New Delhi, June 30 (IANS) With their arms supply lines drying up, Maoists in Chattisgarh have staged a series of attacks on paramilitary troopers in the last three months primarily to snatch their weapons, a retired police officer who probed one such massacre said Wednesday, a day after the rebels killed 26 security personnel in an ambush.
‘They want weapons. During the course of my inquiry into the (April 6) Dantewada ambush, I had told the police authorities in New Delhi and Raipur that the Maoists may unleash fresh attacks,’ E.N. Rammohan, a former director general of the Border Security Force (BSF), told IANS.
The primary reason for Tuesday’s attack was ‘snatching weapons from the security forces’, he added.
‘Earlier, the Andhra Pradesh unit of the Maoists got some AK-47 rifles from the LTTE (Liberation Tigers of Tamil Eelam. Some of these might have reached the Chattisgarh Maoists. They had also got some grenades from the Nepal Maoists. But now, all their sources appear to have dried up. That is why they are attacking the security forces to procure weapons,’ Rammohan pointed out.
He also noted that ‘the case of the Maoists central India is a peculiar one’.
‘Kashmiri militants get weapons from Pakistan while the northeast ultras get it from China and Bangladesh. With no international arms channels or bazars nearby, the Maoists have to rely on attacks on security forces and pilferage to acquire weapons,’ the former BSF chief said.
Twenty-six security personnel, including 24 CRPF troopers and an assistant commandant, were killed Tuesday and about a dozen injured when Maoists ambushed a road opening party in the jungles of the Bastar region’s Naryanpur district.

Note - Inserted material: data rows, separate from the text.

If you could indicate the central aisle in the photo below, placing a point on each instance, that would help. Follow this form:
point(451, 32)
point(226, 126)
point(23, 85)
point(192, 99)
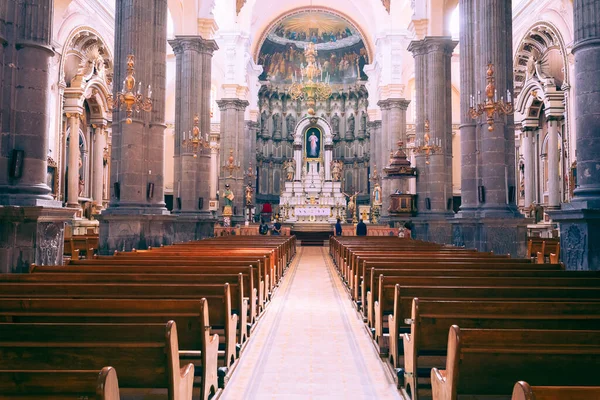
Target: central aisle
point(310, 344)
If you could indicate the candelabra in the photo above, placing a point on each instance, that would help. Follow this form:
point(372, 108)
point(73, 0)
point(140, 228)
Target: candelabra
point(231, 166)
point(127, 98)
point(194, 140)
point(312, 85)
point(491, 106)
point(427, 147)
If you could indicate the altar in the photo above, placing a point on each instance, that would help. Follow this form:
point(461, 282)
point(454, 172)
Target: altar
point(311, 194)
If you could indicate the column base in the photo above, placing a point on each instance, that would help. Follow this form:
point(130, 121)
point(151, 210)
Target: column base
point(127, 232)
point(579, 236)
point(500, 235)
point(31, 235)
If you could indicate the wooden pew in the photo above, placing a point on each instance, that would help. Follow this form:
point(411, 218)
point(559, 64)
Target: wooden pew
point(430, 320)
point(240, 303)
point(404, 295)
point(146, 355)
point(162, 267)
point(218, 296)
point(369, 279)
point(489, 361)
point(192, 316)
point(51, 383)
point(523, 391)
point(383, 302)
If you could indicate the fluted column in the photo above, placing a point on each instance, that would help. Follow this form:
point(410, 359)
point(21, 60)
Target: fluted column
point(31, 221)
point(25, 58)
point(497, 163)
point(73, 179)
point(138, 147)
point(553, 165)
point(587, 98)
point(580, 220)
point(192, 92)
point(99, 145)
point(529, 164)
point(233, 142)
point(433, 77)
point(468, 129)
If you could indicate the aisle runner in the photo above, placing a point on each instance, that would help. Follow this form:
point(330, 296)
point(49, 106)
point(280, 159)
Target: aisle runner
point(310, 343)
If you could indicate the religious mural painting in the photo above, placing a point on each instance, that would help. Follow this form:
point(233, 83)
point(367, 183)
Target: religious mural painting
point(341, 50)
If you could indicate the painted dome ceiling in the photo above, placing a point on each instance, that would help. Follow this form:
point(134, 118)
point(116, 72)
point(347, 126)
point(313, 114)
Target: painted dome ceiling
point(341, 50)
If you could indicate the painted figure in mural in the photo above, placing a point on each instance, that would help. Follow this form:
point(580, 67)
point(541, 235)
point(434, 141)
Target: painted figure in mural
point(336, 170)
point(363, 121)
point(276, 123)
point(263, 121)
point(351, 123)
point(335, 125)
point(291, 125)
point(249, 192)
point(314, 145)
point(228, 196)
point(377, 195)
point(290, 169)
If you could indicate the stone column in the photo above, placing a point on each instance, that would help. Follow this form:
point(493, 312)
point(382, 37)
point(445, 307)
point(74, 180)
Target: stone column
point(214, 167)
point(393, 130)
point(99, 145)
point(489, 219)
point(553, 165)
point(136, 216)
point(580, 220)
point(529, 164)
point(31, 221)
point(73, 179)
point(468, 128)
point(25, 35)
point(433, 77)
point(232, 138)
point(193, 69)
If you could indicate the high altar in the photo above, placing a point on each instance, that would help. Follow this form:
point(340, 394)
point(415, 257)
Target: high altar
point(310, 195)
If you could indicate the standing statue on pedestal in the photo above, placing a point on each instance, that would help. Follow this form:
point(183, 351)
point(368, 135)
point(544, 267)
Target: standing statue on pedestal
point(228, 197)
point(290, 122)
point(335, 125)
point(336, 170)
point(249, 192)
point(290, 169)
point(376, 200)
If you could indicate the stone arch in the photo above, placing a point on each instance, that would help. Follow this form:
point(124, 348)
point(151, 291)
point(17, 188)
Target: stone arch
point(543, 43)
point(256, 47)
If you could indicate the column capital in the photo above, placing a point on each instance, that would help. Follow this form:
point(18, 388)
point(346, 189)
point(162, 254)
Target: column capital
point(388, 104)
point(238, 104)
point(417, 47)
point(441, 44)
point(198, 44)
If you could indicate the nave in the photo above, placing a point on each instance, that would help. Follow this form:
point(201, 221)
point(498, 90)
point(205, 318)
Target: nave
point(310, 343)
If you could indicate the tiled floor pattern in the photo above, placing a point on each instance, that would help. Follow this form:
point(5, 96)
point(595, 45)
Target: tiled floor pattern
point(310, 344)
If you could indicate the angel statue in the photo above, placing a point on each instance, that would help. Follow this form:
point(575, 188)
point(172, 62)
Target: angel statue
point(351, 201)
point(249, 192)
point(290, 170)
point(336, 170)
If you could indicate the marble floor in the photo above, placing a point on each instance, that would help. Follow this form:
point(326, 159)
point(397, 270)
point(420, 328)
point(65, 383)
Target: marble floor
point(310, 343)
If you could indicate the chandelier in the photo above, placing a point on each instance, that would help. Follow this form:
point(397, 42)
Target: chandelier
point(491, 106)
point(128, 99)
point(312, 85)
point(195, 141)
point(427, 147)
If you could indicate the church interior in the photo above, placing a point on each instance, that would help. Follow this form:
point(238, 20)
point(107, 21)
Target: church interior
point(407, 175)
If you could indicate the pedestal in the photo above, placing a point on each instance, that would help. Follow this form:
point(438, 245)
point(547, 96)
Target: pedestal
point(31, 235)
point(502, 236)
point(127, 232)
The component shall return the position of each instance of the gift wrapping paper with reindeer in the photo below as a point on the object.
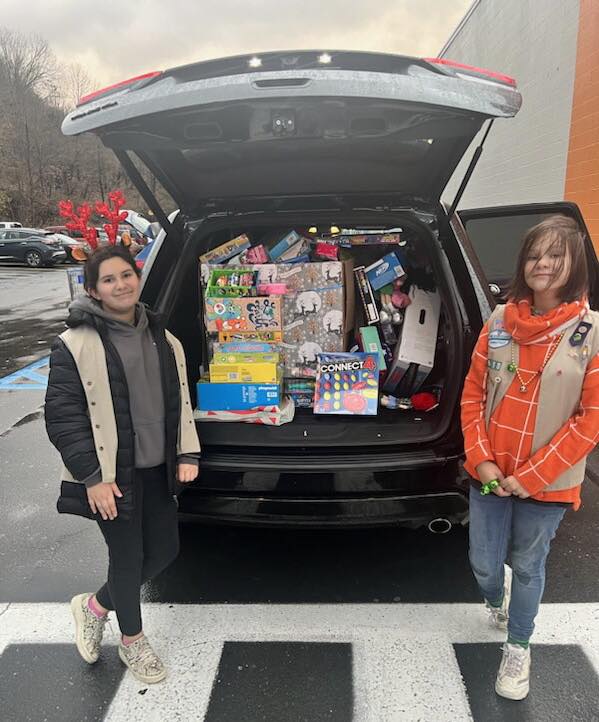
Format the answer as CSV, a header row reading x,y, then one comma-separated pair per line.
x,y
317,308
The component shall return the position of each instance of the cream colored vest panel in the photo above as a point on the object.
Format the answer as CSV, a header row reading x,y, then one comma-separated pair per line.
x,y
87,350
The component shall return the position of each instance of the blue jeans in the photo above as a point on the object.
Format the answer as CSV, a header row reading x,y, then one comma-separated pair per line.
x,y
507,526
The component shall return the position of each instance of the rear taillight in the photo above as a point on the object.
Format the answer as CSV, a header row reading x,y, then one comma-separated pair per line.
x,y
499,77
117,86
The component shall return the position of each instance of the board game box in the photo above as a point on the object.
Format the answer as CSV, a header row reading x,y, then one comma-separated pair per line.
x,y
347,383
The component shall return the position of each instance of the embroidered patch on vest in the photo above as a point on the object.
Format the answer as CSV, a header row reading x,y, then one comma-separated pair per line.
x,y
580,333
499,338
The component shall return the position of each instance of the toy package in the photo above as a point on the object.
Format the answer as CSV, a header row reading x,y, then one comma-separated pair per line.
x,y
243,314
347,383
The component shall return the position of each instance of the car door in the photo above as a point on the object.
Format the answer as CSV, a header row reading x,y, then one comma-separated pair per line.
x,y
11,248
21,243
495,235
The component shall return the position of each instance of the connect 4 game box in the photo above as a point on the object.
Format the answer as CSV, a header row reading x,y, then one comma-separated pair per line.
x,y
347,383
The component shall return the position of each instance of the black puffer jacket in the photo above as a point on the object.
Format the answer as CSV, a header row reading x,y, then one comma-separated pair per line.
x,y
66,411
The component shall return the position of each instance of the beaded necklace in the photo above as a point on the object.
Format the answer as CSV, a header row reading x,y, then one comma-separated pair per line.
x,y
512,367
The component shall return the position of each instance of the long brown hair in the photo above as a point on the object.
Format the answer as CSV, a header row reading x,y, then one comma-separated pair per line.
x,y
565,236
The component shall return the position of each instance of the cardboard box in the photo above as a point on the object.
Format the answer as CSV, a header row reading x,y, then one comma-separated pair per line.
x,y
243,314
384,271
371,343
371,312
284,245
255,373
236,397
414,355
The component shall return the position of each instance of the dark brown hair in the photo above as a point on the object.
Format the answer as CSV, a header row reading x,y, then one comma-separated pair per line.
x,y
566,236
91,270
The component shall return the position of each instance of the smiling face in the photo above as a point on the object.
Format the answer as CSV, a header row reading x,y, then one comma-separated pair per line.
x,y
547,265
117,289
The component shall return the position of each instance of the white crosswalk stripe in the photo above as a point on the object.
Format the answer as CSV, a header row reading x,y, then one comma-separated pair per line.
x,y
404,666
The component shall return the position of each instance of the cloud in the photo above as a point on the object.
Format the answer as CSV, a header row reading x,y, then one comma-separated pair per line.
x,y
115,40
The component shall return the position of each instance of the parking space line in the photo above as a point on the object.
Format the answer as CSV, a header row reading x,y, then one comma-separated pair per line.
x,y
27,378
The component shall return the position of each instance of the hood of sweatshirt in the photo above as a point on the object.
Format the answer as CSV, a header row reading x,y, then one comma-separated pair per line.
x,y
527,328
84,310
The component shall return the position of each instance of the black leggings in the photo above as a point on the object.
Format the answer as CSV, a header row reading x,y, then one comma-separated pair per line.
x,y
139,548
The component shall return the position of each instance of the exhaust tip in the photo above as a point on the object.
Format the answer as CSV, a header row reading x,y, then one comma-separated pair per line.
x,y
439,526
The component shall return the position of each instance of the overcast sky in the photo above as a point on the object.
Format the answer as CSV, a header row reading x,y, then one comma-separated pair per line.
x,y
116,40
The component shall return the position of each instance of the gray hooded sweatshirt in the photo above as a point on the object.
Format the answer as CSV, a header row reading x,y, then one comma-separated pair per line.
x,y
137,349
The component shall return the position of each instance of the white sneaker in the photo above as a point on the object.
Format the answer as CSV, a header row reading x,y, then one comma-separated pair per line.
x,y
513,678
145,665
89,629
499,616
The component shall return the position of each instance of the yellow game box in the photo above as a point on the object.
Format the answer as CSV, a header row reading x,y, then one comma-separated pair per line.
x,y
244,373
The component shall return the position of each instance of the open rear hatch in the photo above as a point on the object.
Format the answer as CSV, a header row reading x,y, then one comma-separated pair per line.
x,y
223,135
364,122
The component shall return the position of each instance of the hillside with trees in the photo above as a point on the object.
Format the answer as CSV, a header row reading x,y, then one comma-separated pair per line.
x,y
38,165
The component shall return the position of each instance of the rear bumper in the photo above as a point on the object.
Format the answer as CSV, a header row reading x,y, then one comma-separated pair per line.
x,y
413,510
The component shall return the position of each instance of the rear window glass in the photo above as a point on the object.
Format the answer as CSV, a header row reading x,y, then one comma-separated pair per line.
x,y
497,241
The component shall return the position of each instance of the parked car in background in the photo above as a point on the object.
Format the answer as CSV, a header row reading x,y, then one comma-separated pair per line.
x,y
34,247
69,244
102,237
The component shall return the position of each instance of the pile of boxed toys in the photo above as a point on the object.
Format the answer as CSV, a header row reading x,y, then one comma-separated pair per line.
x,y
284,331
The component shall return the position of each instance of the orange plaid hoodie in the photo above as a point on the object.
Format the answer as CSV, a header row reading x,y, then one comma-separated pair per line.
x,y
508,440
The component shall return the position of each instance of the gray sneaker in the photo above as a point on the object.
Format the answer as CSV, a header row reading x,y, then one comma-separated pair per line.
x,y
499,616
145,665
513,678
89,629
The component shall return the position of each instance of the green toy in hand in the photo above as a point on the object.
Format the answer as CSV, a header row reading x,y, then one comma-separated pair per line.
x,y
489,487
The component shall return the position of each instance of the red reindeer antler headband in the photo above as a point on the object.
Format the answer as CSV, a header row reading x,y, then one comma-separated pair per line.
x,y
112,212
78,220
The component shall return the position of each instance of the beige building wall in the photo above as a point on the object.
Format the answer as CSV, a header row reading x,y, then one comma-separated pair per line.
x,y
534,41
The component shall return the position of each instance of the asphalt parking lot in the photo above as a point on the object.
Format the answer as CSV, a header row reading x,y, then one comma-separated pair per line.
x,y
266,624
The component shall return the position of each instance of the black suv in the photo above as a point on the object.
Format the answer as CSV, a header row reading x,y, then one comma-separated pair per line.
x,y
298,139
32,246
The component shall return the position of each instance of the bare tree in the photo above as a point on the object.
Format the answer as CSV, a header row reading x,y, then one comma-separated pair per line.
x,y
27,62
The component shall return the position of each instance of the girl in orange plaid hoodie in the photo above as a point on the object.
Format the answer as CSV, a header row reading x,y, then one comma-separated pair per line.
x,y
530,417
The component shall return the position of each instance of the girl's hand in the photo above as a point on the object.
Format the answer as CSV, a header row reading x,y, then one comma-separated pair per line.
x,y
101,499
513,486
186,473
487,471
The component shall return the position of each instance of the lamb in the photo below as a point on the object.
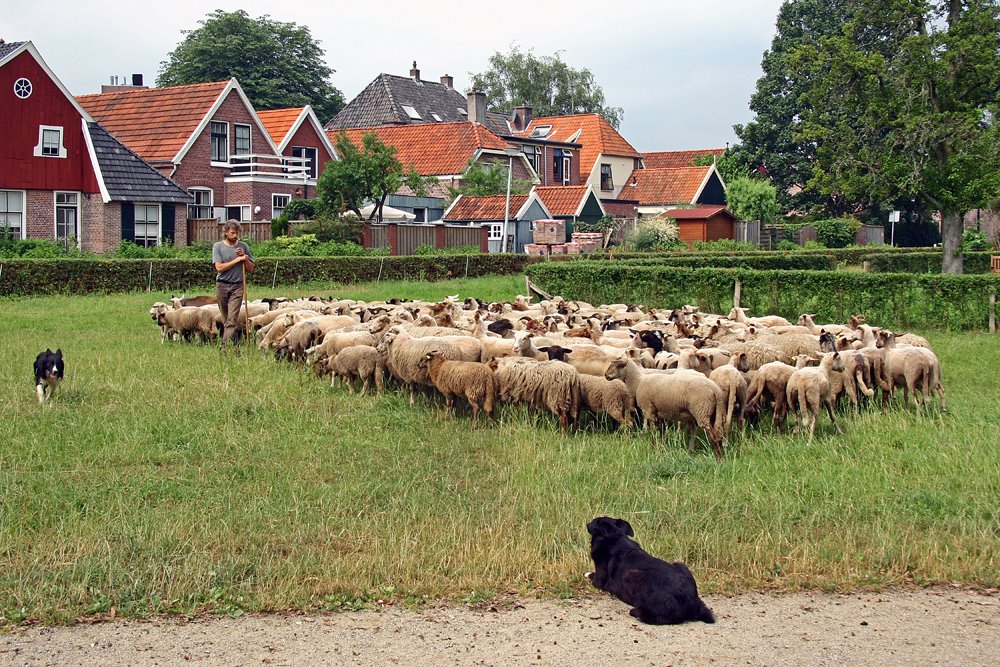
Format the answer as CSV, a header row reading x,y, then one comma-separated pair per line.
x,y
809,390
912,368
734,387
473,381
361,361
688,397
549,385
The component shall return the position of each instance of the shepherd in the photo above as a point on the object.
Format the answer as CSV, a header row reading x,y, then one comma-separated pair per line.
x,y
232,261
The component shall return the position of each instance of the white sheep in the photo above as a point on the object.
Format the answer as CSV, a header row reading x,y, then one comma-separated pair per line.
x,y
687,397
473,381
809,390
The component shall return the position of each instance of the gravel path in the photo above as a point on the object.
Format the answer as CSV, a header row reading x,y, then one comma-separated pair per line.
x,y
942,626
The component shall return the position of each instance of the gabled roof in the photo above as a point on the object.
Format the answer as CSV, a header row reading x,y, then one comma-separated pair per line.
x,y
565,200
680,185
382,102
594,133
491,208
10,51
674,159
282,124
161,124
123,175
697,213
439,149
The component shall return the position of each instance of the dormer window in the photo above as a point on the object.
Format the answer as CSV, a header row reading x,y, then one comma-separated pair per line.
x,y
50,142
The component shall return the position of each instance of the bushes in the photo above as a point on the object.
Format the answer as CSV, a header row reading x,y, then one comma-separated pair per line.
x,y
894,300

This was the fourth major Moist attack in the poverty-stricken region in the past three months. In the worst-ever Maoist attack on April 6, 75 CRPF troopers and one state police constable were killed in Dantewada district.
Eight CRPF men were killed in an attack in Bijapur district on May 8, while 36 people, including 12 special police officers, were killed when the bus they were travelling was attacked.
Speaking about the Naryanpur attack, Rammohan felt that the troopers ‘were slightly careless and were caught off guard. They should not have thought that with the opening of the road, there was no threat’.
Asked why the security forces were losing so many men in Chattisgarh, Rammohan said: ‘A jungle operation needs good appreciation of the terrian, tactics and field craft. It takes time to master jungle warfare.’
Rammohan also pointed out that ‘several suggestions’ to prevent Dantewada-type attacks had been mooted by security professionals, including himself, ‘but implementation will take its own time.’
Rammohan had submitted his inquiry report into the Dantewada massacre April 24.